Pressure On Liquidity In 2009

Ford, which has been restructuring for three years through deep cost cuts and a renewed focus on small vehicles, announced in May it was abandoning its long- standing goal of returning to profit in 2009. The company, which recorded a net loss of $8.7 billion in the second quarter, has yet to set a new goal.

Ford spokesman Mark Truby on Tuesday declined to comment specifically on the news about Kerkorian. "We remain confident and focused on our plan to transform Ford into a profitably growing auto maker," he said.

An important component of the restructuring was a move in late 2006 by Chief Executive Alan Mulally, who had just recently joined the company, to borrow $ 23.4 billion using most of its assets, including the blue oval logo, as collateral.

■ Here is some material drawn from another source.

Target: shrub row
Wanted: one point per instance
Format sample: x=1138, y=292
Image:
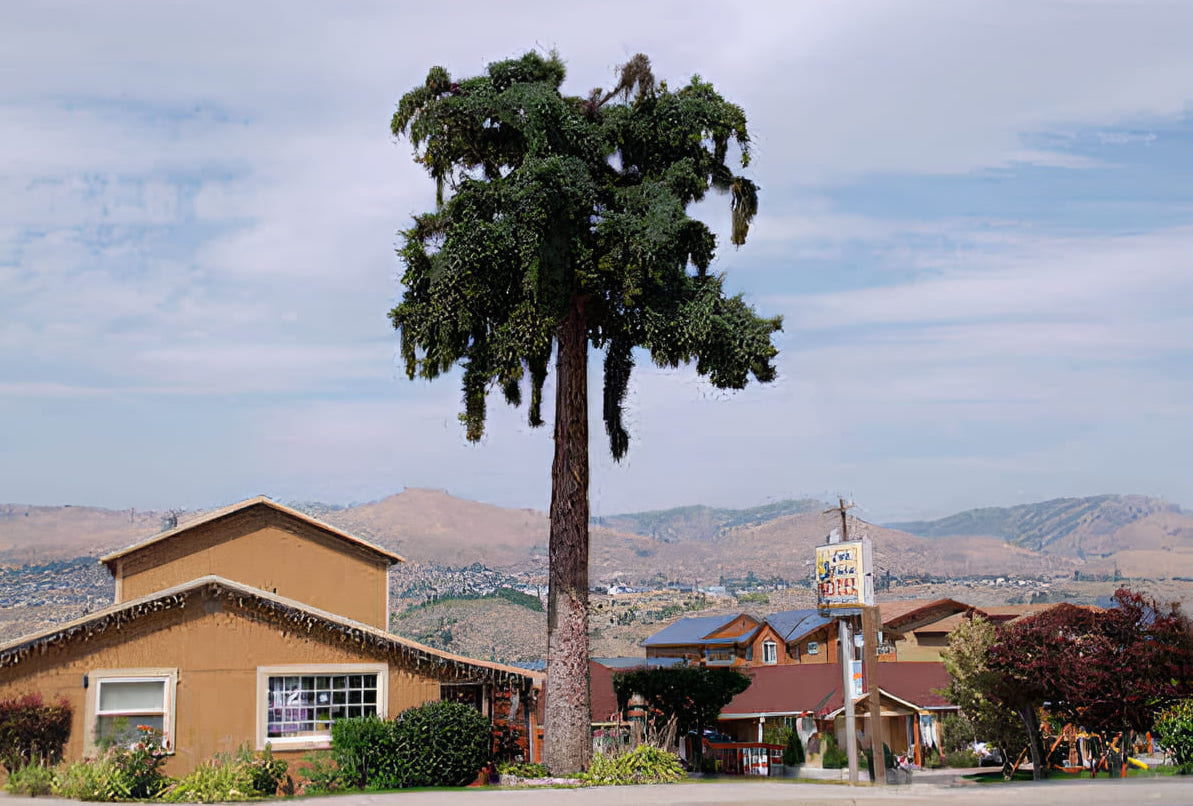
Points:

That borrowing served Ford well during the deep downturn that followed, but the company appears increasingly vulnerable given the prospect of accelerating cash burn in the coming months. Ford's cash position stood at $26.6 billion at the end of the second quarter.

Mulally said in an interview earlier this month that the auto maker has enough liquidity, and bankruptcy "absolutely makes no sense." Ford also reportedly turned down merger talk with General Motors Corp. (GM).

Nonetheless, credit rating agencies have warned that Ford's liquidity could be threatened in 2009 because of deteriorating fundamentals. Earlier this month, Fitch Ratings cut its credit rating on Ford deeper into highly speculative territory, while Standard & Poor's Ratings Service threatened to do likewise.

Fitch analyst Mark Oline said Tuesday Ford could have mixed Kerkorian's potential funding with other sources if it needed to raise money. Now, Ford's best bets may come down to the federal government or asking the United Auto Workers to change the provisions of its retiree health-care fund and cut wages.

"This really is a vote of no confidence in Ford," Oline said. "If he thought his investment was valid, he could have easily increased his stake."

S&P analyst Gregg Lemos Stein said that the rating agency doesn't feel that Kerkorian's decision to sell shares has an impact on Ford's liquidity.

"When Kerkorian first made the Ford investment this summer, we said it was a non-factor in terms of the company's creditworthiness and liquidity, and we feel the same about his exit," Lemos Stein said. "We had never counted on any kind of significant secondary offering to Kerkorian."